Вечером в комнату вошла женщина – принесла чашки со сладким кофе. Он и она сидели на земляном полу. Испачканные простыни были уликой их взаимного экстаза и муки. Женщина сняла грязную простыню, постелила поверх циновки свежую; при виде этого их так и подмывало осквернить белизну простыни баснословным развратом. Они были одновременно псами и богами.
– Помнишь первый день – как ты ко мне пришла?
– Мой день рождения, – сказала она, машинально стиснув мешочек.
– Дай сюда, – сказал он.
Она привстала, неохотно сняла мешочек с шеи. Маленький-маленький, на кожаном шнурке. Он осторожно распорол шов сверху; внутри лежали хлопья пепла, крохотные винты и боек от ружья поэта. Он медленно, деловито вставил боек и винты на место, зарядил ружье и прислонил к стене.
– Завтра, – сказал он, – я научу тебя стрелять.
В ту ночь он нетуго связал ей руки шнурками от ее старых коньков. Он был ласков, целовал веки ее зажмуренных глаз, а потом ее обнаженное горло. Она резко отвернулась, открыла глаза. Шнурки почти не врезались в тело, но хозяйничали в ее сновидениях – эти извивающиеся похабные твари протянулись вдоль целого поля, накрыли собой землю, обмотали тонкие стволы цветущих деревьев, вплелись в непокорные светлые волосы ее тренера Марии.
Проснулась она с ужасающе ясной головой. Закрученные шнурки легко соскользнули с запястий, и она воровато сползла с циновки, потянулась к ружью. Ее начало мутить – совсем как в день, когда она бродила по лесу с Франком, впервые в жизни застрелила кролика, а потом наблюдала, как Франк освежевал его, растянул шкурку, повесил маленькую тушку вялиться.
Евгения встала. Александр лежал на циновке нагишом. Ей подумалось: а во сне он не так уж похож на бога. Голова шла кругом: разум составлял перечень всего, что он ей дал, всего, что он отнял. Он открыл глаза и обнаружил, что она стоит над ним, целясь куда-то вниз. Сонно приподнял голову, скорее с усмешкой, чем с тревогой.
– Филадельфия, – сказал он.
Она, чуть приподняв ствол, прицелилась получше.
– Филадельфия? – вопросительно произнес он, все еще силясь проснуться.
– Да, Филадельфия, питомник свободы, – сказала она и нажала на спусковой крючок.
В его саквояже лежала крупная сумма денег.
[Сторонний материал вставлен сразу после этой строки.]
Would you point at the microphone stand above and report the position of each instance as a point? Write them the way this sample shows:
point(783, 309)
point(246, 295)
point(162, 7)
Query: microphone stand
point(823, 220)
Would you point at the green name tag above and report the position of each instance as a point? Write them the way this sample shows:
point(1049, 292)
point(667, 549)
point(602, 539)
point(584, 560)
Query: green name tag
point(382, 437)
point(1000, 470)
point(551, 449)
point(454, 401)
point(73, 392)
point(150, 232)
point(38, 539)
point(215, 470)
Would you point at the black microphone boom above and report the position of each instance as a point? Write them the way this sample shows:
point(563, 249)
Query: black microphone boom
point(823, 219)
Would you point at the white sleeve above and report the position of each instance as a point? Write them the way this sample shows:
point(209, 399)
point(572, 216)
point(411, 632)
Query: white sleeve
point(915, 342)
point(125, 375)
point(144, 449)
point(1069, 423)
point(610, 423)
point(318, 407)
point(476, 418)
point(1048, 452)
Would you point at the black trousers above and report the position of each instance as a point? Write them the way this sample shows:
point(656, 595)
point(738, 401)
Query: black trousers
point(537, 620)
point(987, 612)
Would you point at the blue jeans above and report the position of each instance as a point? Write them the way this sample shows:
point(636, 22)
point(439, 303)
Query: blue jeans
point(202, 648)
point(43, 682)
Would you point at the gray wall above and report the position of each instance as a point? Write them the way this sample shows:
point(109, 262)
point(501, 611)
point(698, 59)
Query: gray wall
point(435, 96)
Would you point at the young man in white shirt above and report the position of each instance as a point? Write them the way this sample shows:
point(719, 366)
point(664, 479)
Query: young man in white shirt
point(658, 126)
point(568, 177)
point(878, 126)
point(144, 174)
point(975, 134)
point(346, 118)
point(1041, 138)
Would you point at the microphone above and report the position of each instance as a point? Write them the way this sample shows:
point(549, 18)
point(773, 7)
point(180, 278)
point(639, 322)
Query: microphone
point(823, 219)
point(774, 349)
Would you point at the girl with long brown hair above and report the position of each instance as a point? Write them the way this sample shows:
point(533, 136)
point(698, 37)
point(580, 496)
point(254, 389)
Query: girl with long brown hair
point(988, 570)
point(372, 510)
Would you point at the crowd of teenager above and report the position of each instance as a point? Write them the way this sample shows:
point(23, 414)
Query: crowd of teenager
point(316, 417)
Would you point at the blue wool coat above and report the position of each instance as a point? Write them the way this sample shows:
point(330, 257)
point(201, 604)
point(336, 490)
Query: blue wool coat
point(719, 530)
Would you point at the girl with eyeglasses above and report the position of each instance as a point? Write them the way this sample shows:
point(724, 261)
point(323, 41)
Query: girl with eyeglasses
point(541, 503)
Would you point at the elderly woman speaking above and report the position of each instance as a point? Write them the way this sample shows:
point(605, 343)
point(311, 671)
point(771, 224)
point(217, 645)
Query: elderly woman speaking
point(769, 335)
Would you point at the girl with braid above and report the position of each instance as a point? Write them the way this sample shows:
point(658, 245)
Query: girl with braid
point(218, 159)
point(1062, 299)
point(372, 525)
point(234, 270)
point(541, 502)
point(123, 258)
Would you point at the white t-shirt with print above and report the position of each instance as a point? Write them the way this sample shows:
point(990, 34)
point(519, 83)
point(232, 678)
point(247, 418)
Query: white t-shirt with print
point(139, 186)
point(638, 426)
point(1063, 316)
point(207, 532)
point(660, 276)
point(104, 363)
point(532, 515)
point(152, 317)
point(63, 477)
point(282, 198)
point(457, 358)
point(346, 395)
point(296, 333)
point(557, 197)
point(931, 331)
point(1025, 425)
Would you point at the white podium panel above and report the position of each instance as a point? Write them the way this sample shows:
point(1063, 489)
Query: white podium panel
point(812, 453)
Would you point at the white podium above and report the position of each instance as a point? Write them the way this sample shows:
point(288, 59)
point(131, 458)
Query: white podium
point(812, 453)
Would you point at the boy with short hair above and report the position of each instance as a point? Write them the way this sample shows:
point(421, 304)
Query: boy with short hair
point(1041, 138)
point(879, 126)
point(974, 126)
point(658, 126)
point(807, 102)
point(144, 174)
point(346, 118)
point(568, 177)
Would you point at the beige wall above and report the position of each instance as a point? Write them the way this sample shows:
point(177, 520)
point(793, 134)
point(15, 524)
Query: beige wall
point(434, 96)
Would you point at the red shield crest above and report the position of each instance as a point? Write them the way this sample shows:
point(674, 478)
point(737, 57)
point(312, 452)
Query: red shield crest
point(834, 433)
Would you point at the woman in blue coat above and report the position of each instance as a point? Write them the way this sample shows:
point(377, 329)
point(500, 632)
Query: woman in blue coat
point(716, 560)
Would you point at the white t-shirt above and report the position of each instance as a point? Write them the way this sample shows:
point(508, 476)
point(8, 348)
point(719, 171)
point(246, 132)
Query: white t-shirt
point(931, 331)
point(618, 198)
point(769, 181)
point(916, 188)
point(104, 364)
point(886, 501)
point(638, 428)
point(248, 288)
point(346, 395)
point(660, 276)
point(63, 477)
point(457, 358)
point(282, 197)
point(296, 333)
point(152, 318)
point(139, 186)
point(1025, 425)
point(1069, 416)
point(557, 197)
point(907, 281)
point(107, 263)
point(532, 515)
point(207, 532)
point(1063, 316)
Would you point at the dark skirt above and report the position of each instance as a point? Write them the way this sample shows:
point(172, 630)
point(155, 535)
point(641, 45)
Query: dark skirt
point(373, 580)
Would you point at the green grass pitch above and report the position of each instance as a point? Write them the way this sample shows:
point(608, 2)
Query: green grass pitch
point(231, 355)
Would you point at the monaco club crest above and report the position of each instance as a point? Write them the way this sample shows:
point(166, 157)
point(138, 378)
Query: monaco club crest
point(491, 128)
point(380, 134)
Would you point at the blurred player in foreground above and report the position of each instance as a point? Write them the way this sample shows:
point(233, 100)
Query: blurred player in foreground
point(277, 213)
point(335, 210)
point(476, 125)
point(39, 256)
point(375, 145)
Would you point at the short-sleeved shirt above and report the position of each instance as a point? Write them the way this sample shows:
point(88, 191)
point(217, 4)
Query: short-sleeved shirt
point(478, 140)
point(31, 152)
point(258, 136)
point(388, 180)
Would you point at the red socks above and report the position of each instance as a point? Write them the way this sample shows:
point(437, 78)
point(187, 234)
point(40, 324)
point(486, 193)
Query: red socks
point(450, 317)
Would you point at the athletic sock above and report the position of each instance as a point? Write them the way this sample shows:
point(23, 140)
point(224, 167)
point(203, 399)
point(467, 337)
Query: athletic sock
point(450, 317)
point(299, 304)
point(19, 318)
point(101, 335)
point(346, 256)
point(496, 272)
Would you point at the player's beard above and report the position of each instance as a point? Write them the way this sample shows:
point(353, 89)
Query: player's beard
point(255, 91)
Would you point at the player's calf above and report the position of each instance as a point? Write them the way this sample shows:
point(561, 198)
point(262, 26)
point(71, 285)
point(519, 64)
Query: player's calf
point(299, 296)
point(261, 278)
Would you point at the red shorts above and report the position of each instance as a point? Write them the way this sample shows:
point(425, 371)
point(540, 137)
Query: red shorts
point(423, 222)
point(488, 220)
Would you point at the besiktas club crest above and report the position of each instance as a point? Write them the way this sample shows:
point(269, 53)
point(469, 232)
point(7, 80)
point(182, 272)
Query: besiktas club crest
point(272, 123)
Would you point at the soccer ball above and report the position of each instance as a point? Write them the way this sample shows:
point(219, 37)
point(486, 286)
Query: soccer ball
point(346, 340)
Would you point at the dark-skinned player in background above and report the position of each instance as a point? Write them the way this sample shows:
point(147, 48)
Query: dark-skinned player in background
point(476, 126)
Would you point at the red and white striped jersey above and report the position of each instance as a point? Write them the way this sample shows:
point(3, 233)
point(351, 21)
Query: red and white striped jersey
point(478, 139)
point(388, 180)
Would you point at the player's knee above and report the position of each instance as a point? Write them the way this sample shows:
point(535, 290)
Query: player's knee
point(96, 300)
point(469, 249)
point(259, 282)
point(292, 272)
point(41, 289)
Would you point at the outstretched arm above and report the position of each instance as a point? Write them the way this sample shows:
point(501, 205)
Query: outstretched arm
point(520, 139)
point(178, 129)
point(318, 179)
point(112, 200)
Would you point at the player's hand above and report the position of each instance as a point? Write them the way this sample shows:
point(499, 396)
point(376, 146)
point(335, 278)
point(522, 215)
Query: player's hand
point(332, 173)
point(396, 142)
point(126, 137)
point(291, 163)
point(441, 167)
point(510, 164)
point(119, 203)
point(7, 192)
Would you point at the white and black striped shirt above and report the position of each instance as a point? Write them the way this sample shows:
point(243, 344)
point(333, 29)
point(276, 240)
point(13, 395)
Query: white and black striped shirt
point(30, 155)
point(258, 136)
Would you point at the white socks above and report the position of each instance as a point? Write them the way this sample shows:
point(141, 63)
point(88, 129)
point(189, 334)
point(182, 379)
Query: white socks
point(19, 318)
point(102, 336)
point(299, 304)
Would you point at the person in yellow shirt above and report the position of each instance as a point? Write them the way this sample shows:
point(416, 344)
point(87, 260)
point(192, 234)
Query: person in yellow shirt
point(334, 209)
Евгения забрала свои документы, отдала половину денег женщине, а его вещи, в том числе часы и сигары, – ее сыну. На рассвете они выкопали яму и положили туда тело Александра Рифы вместе с ружьем, его паспортом и забрызганными кровью шнурками. Прежде чем забросать яму землей, вынули из ружья винты и боек. Евгения забрала винты и образок, который Александр носил на шее. Серебряный, рассеченный посередке – как будто по нему проехалось лезвие конька.
Перед отъездом старуха сказала ей что-то по-амхарски. Она впервые обратилась прямо к Евгении, но та не понимала ее диалекта. Сын женщины попытался разъяснить, что сказала мать. “Сердце цепенеет от другого сердца”.
Сын помог ей преодолеть первый, тяжелый отрезок пути домой. Дорога была трудная, Евгения двигалась замедленно, как во сне. Все билеты были у нее на руках, и она добиралась морем, потом пересаживалась с поезда на поезд, иногда делая остановку в каком-нибудь городе, чтобы просто поблуждать по незнакомым улицам. В Вене пошла в музей и увидела золотую колыбель малютки, который стал королем [5]. Припомнила, как сказала: “Я ношу имя королевы”. Казалось, это было очень-очень давно. Долог путь. Долог путь, когда ты одна. Мосты, озера, ботанические сады. В Цюрихе она поискала и нашла могилу Мартина Буркхарта, который был так добр к Ирине и к ней, положила на надгробие цветы.